Well, almost perfect, he thought. The fact of the matter was, he could be taught. And just looking at him, he probably only weighed a quarter of what a dwarf did. Human bones weren’t as dense, the muscle not as compacted, and Manfred suspected that their skulls was mostly filled with air, but they could be taught. Perhaps that idea wasn’t quite as crazy as he had first thought.
“Malcom, is it true that the best and truest shot come from your race?”
“I think so, sir. My brethren grew up on the sea. It takes a keen focus to be able to fire a weapon accurately while the ocean is swaying underneath you. Why?”
“I think I’ve found my crew.” Manfred circled his manservant, looking him up and down, as if searching for flaws.
“Oh, no you don’t!
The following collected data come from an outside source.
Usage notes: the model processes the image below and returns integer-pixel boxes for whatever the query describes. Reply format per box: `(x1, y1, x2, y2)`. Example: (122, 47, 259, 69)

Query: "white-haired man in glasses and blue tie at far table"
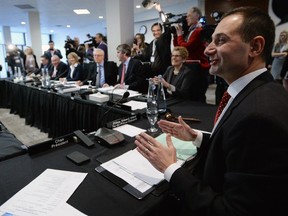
(77, 48, 118, 88)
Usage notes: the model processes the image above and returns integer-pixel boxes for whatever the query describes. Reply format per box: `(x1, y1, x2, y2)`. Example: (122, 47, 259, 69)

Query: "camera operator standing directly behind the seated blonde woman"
(64, 37, 86, 63)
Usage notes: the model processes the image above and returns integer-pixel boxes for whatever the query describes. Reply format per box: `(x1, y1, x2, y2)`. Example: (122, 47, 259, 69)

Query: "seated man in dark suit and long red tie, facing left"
(117, 44, 148, 93)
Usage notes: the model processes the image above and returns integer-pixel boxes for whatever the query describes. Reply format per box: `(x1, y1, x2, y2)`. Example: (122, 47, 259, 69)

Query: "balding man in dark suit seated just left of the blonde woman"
(49, 55, 68, 79)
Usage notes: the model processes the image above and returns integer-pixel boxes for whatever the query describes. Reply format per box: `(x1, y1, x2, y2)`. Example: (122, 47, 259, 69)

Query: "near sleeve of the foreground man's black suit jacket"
(170, 113, 288, 216)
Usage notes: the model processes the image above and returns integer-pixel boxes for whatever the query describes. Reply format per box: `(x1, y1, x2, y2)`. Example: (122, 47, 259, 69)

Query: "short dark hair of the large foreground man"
(222, 7, 275, 61)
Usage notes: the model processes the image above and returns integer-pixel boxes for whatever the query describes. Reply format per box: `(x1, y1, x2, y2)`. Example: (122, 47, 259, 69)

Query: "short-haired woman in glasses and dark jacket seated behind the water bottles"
(153, 46, 205, 102)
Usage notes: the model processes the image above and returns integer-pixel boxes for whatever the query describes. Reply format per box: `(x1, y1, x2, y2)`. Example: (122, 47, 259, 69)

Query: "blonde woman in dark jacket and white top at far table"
(66, 52, 84, 81)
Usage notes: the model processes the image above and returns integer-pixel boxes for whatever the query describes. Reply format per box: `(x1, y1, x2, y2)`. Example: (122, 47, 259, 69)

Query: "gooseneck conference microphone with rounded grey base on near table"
(94, 91, 130, 145)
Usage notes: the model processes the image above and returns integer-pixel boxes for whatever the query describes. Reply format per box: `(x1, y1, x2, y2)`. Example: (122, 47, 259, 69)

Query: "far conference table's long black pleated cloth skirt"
(0, 80, 131, 138)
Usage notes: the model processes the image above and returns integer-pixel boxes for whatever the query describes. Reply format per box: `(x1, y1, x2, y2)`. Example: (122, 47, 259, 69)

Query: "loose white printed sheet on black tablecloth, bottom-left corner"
(0, 169, 87, 216)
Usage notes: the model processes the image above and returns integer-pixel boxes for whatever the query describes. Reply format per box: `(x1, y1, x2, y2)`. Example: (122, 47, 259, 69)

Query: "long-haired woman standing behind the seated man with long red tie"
(131, 33, 148, 62)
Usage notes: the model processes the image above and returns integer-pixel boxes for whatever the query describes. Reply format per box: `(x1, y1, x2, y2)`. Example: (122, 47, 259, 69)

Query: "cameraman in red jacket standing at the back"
(173, 7, 210, 102)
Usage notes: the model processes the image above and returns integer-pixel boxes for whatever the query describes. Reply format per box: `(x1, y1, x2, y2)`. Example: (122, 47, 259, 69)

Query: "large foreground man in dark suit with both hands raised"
(135, 7, 288, 216)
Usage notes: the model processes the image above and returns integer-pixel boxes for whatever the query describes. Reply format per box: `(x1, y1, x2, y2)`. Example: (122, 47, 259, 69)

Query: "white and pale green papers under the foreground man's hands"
(101, 134, 196, 193)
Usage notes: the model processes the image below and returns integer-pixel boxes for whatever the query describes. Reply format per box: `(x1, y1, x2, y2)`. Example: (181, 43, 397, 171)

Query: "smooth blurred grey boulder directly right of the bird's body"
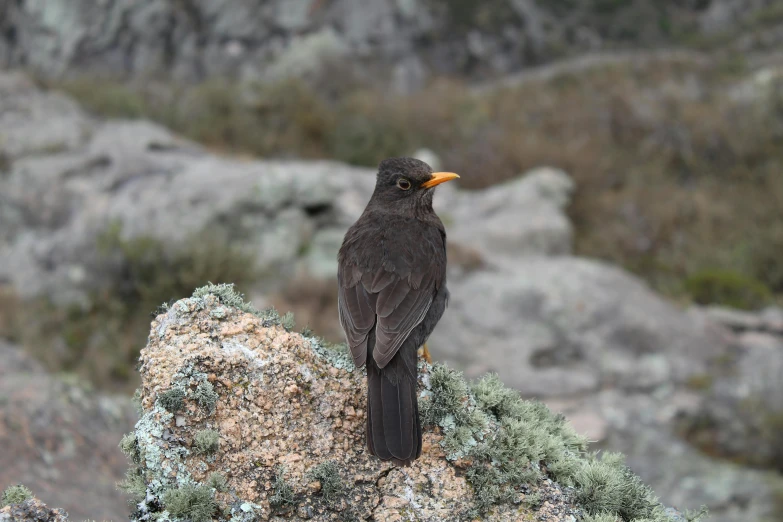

I am afraid I lack the marksmanship of my brethren. I do have some small skill in that area, but not enough to be one to crew this against dragonriders!”
“Don’t flatter yourself, Malcom. Only under the worst shortage of personnel would I ever dream of lending my own personal manservant to the military. Those buffoons couldn’t possibly utilize your abilities to their fullest. But we could find MEN to fly this ship. And from of the stories I’ve heard they are all probably crazy enough to fly it right down a dragon’s throat.”
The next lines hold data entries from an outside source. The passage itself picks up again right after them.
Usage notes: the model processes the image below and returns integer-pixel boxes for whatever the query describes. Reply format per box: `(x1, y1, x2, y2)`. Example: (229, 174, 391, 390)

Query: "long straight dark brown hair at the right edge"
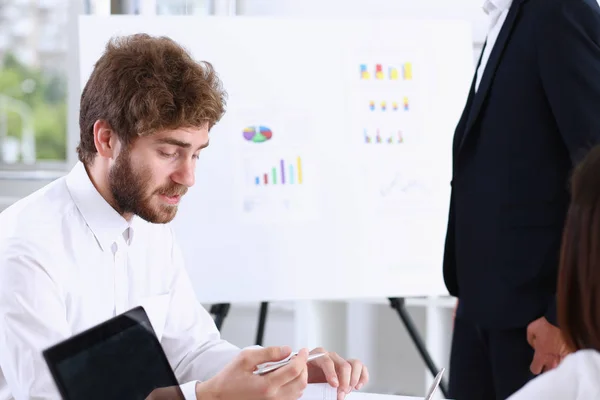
(557, 146, 600, 351)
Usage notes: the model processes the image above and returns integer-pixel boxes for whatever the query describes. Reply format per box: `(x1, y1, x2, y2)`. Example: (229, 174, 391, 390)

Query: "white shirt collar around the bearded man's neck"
(66, 162, 136, 251)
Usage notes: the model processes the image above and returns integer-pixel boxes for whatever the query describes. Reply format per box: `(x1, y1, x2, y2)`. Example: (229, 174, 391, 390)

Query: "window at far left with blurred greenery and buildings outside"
(0, 0, 69, 168)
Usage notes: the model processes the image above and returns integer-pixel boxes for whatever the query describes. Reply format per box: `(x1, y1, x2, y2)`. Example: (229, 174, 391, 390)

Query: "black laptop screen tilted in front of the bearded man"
(43, 307, 184, 400)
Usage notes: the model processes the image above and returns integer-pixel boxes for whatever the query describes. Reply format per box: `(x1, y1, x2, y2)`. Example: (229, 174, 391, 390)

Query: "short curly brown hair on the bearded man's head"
(77, 34, 226, 164)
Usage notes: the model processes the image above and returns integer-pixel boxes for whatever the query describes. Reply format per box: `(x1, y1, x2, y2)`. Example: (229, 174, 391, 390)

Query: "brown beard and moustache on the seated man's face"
(108, 148, 187, 224)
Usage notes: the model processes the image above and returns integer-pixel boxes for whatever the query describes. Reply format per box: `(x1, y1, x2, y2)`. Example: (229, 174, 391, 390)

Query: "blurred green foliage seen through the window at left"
(0, 53, 67, 160)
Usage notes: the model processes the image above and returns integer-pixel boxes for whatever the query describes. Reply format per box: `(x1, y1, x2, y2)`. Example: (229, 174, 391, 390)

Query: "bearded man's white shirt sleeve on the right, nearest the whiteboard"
(161, 230, 241, 383)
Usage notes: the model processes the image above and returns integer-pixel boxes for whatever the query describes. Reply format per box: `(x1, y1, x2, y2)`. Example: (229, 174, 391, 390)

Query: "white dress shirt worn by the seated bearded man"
(0, 163, 240, 400)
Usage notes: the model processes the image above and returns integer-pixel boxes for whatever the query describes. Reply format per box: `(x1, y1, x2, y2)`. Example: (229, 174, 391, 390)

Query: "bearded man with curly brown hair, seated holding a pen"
(0, 34, 368, 400)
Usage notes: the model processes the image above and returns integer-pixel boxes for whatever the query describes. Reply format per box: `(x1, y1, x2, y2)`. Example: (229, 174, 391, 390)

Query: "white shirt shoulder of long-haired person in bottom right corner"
(508, 350, 600, 400)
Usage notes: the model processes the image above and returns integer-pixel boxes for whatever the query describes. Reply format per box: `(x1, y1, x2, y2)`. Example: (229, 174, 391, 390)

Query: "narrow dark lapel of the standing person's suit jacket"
(458, 0, 523, 150)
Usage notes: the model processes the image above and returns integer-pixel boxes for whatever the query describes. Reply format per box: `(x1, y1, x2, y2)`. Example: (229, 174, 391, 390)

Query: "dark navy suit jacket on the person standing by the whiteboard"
(444, 0, 600, 328)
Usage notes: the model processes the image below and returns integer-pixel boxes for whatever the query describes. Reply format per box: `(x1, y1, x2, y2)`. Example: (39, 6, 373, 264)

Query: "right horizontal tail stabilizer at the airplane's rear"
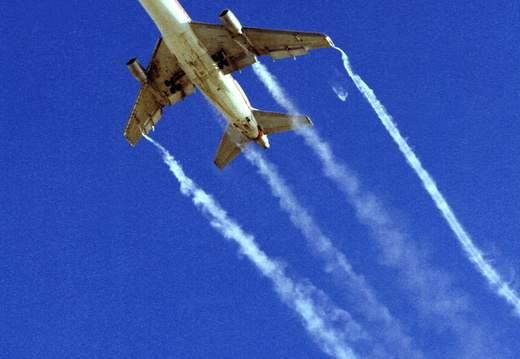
(253, 110, 312, 135)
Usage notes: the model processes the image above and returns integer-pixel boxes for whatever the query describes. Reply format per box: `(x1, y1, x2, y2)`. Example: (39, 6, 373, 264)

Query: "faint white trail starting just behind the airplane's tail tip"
(244, 148, 424, 359)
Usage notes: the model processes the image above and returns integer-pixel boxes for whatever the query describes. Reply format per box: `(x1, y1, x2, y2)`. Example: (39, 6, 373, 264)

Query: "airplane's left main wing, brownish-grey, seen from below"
(123, 38, 195, 146)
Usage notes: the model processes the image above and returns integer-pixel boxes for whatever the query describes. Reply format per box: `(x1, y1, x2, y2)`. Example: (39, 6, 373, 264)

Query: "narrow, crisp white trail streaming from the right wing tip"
(335, 47, 520, 316)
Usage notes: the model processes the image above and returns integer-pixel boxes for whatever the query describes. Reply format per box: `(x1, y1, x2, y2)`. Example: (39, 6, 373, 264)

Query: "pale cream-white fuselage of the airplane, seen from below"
(139, 0, 269, 148)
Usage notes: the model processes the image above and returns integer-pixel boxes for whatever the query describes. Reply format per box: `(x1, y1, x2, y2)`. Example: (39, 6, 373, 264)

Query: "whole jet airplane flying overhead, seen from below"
(123, 0, 334, 169)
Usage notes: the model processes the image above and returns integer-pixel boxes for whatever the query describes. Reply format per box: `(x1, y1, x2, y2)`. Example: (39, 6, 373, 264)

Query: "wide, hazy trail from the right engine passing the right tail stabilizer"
(253, 62, 504, 358)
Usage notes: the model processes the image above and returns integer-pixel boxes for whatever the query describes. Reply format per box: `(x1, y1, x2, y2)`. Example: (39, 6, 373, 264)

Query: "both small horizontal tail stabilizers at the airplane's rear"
(213, 110, 312, 169)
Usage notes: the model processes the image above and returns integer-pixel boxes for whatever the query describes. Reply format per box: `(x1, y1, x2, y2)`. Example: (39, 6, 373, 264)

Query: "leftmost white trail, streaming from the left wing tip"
(144, 136, 367, 359)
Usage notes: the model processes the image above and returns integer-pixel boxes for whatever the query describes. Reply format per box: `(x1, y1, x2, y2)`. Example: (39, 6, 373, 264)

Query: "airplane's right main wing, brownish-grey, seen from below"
(190, 22, 333, 73)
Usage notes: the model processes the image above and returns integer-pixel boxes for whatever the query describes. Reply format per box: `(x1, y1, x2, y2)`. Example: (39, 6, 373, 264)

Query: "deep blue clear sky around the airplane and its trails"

Malcom started to protest, but realized that he knew more than a few humans that might actually do just that.
“You would have to offer them something worth the risk,” he said, instead.
“That is the King’s department. I just come up with the brilliant ideas. It’s up to him to bankroll it.”
I’ve finished page 3 of the Graphic Novel, and I am at 22k words on the 1st full-length story set in Hammertown. Now its late, er early. So I’ll leave you with page 3. I won’t be posting every page, but when I have so much on my plate I will probably post what I have. I do have a guest author working on a short story set in Alongrid, but he’s not finished with it yet. Maybe next week.
Okay, we’ve touched on the major races of my steam punk world. Now I want to touch on the magic system. Keep in mind, I am a Christian writer and I try to write my heroes in such a way that they do not go against the teachings of the Bible. That being said, what is a fantasy story without magic? It says in the Bible to avoid magic. You might that kind of causes a problem for a fantasy writer such as me. Not really. What we call magic is not always the magic that we assume. In my stories, the gnomes and dwarves use what they call magic, but it is actually what we would call science. They use the special properties of minerals combined with their own ingenuity to cause magical effects. Their steam-generating boilers are ran by rocks that when brought in contact with one another create intense heat. They call this mineral magic. Humans have water and music as their ‘magic’. Mostly, it is just trade secrets. They train animals to respond to certain melodies in certain ways. When done correctly, it appears magical. But what about the elves and their magic? The elves are the only ones that use real magic in my stories. And once again you have to define magic. The elves use three different types. There is Ghavari, which is divine or soul magic, Keledrii, or blood and sacrificial magic, and Magrii, which is power derived from demons or evil deities. Of the three types, only the first one would be acceptable for a character holding to the values of the Bible to use. But in writing my stories and creating my heroes I also take into account the fallibility of natural creatures. Sometimes we use ‘bad tools’ to bring about acceptable results. So I try to reflect that in my characters. I am not condoning their actions, just trying to make the stories I create more believable. It is a flaw of the world and therefore a flaw that I try to keep in Alongrid. And that is pretty much the ‘magic’ system in Alongrid.